Глен Маккенна оставил чашку с кофе. Даже прожив одиннадцать лет среди апачей, он был потрясён жестоким хладнокровием этого заявления.
— Ты хочешь сказать, — прервал он осторожно, — что убил этого индейца, чтобы уравнять стороны нашей группы?
Пелон пожал широкими плечами, извиняясь.
— Что ж, Маккенна, — осведомился он, — надеюсь, ты умеешь считать?
— Умею.
— Тогда посчитай вместе со мной: допуская, что Хачита поступит, как обещал, и отвезёт старого Энха на ранчерию Нана, в моей партии оставалось пять человек. Далее появляется Бенито с двумя гринго, и это составляло только четырёх с твоей стороны. Пять и четыре — неравные числа. И вот мой друг Мартышка предлагает решить эту проблему, оставив нас. Я всего лишь позаботился, чтобы он не переменил своё намерение, и, дьявол возьми, вот нас четверо на четверо.

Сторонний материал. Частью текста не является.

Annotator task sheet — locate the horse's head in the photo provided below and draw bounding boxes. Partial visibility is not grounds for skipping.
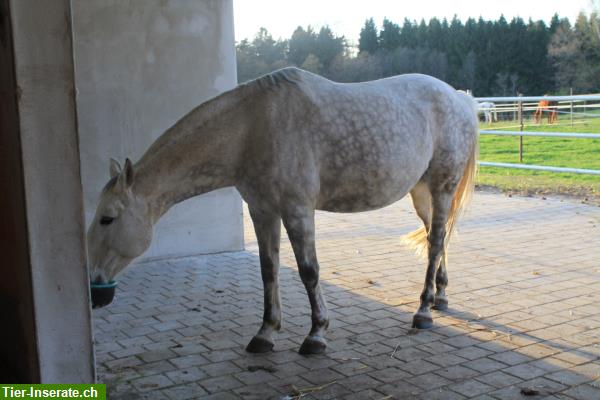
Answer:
[87,159,153,283]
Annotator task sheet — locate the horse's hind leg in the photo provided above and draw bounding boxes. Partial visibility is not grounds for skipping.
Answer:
[410,182,448,311]
[246,208,281,353]
[412,189,455,329]
[283,208,329,354]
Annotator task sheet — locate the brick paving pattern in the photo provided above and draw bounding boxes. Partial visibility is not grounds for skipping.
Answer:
[93,193,600,400]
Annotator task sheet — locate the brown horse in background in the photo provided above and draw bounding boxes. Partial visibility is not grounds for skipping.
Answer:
[533,100,558,124]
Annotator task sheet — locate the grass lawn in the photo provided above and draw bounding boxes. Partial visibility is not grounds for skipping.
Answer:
[477,115,600,202]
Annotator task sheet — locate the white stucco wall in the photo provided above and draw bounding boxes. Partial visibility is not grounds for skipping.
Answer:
[72,0,243,258]
[9,0,95,383]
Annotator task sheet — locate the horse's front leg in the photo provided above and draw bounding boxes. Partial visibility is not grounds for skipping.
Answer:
[246,209,281,353]
[283,209,329,354]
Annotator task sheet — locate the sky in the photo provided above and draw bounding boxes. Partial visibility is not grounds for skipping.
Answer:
[233,0,591,44]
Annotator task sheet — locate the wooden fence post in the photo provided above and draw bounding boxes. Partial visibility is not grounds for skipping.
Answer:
[571,88,573,128]
[518,93,523,163]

Спор чести разрешён достойно, и Пелон сдержал своё слово. Чего ещё тебе нужно?
Вопрос был явно риторическим. Но Беш, стройный потомок вождя чирикауа, Кочиса, не был искушён в подобных изяществах стиля.
— Только одного, — ответил он своим примечательным голосом. — Нужно пересчитать всех ещё раз.

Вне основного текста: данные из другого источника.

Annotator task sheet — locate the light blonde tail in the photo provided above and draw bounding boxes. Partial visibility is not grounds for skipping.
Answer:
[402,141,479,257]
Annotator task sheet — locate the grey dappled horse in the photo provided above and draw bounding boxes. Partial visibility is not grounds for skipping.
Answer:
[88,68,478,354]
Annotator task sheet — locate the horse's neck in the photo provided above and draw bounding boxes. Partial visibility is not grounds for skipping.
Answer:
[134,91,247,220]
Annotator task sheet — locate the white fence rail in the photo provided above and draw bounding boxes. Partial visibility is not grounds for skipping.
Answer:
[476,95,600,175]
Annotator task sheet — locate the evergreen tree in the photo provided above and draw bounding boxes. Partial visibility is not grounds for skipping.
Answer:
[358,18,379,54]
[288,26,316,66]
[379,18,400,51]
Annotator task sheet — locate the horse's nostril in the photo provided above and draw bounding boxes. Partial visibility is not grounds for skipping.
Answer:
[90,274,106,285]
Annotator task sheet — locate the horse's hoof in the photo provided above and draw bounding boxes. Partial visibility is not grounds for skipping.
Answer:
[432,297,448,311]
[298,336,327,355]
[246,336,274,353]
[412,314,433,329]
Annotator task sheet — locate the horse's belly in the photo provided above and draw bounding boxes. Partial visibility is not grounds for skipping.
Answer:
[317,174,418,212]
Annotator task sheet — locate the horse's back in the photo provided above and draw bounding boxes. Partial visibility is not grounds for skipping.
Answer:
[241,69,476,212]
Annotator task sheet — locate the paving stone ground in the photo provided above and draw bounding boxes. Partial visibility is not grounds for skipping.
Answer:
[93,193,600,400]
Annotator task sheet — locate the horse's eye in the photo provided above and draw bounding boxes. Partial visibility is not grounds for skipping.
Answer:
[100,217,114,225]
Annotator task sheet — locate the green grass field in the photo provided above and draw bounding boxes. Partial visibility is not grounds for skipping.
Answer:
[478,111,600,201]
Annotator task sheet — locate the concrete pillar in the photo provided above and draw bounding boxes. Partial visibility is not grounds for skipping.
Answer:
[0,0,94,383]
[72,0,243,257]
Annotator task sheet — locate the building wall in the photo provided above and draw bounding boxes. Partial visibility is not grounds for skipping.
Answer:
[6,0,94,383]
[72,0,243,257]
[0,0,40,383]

— Что? — спросил Пелон, вставая. — Пересчитать? Зачем?
— Из-за Хачиты, — ответил Беш. — Он не едет на ранчерию Нана. Он поедет с нами в Сно-Та-Хэй.
С этими словами юноша-апаче встал тоже. Он и бандит-полукровка смерили друг друга взглядами сквозь пламя костра. Пелон нарушил молчание.
— Но это Хачита сказал, будто поедет на ранчерию Нана. Я не просил его ехать.
— Я говорю за Хачиту. Спрашивайте у меня.
— Ладно. Ты разрешаешь Хачите ехать с телом старика в деревню Нана?
— Нет.
— Почему?
— Не могу сказать.
— Это твоё последнее слово?
— Зависит от…
— От чего?
— От того, как ты поступишь с тем револьвером, который взводишь сейчас под серапе.
— Что ты хочешь сказать?
— Вынь револьвер и посмотришь.
— О-о? Ну, допустим. И что я увижу?
— Не знаю, — ответил Беш, — потому что не знаю, что видит человек, когда ему раскроят череп топором.
Лицо Пелона стало пепельно-серым. Глаза всех, кроме его собственных, были устремлены в ночную тьму у него за спиной. Он видел выражение изумления на лице Санчеса и остальных.
— Можно посмотреть? — спросил он Беша.
— Да, но очень медленно.
Пелон повернул свою большую голову с бесконечной осторожностью. Позади него, подняв сверкающий топор, готовый расколоть эту голову от плешивого темени до челюсти с бородой, ждал великан-мимбреньо, Хачита. Как он оказался там незамеченным и неуслышанным, представить себе было невозможно. Пелон Лопес не готов был ответить на этот вопрос, он повернулся к Бешу столь же осторожно, как только что к Хачите.
Пожав плечами, он улыбнулся, застывшими глазами глядя на привлекательного молодого апаче.
— Так, значит, твой друг Хачита отправляется с нами в Сно-Та-Хэй, — сказал он. — Подуй ветер в мою сторону, всё было бы по-другому.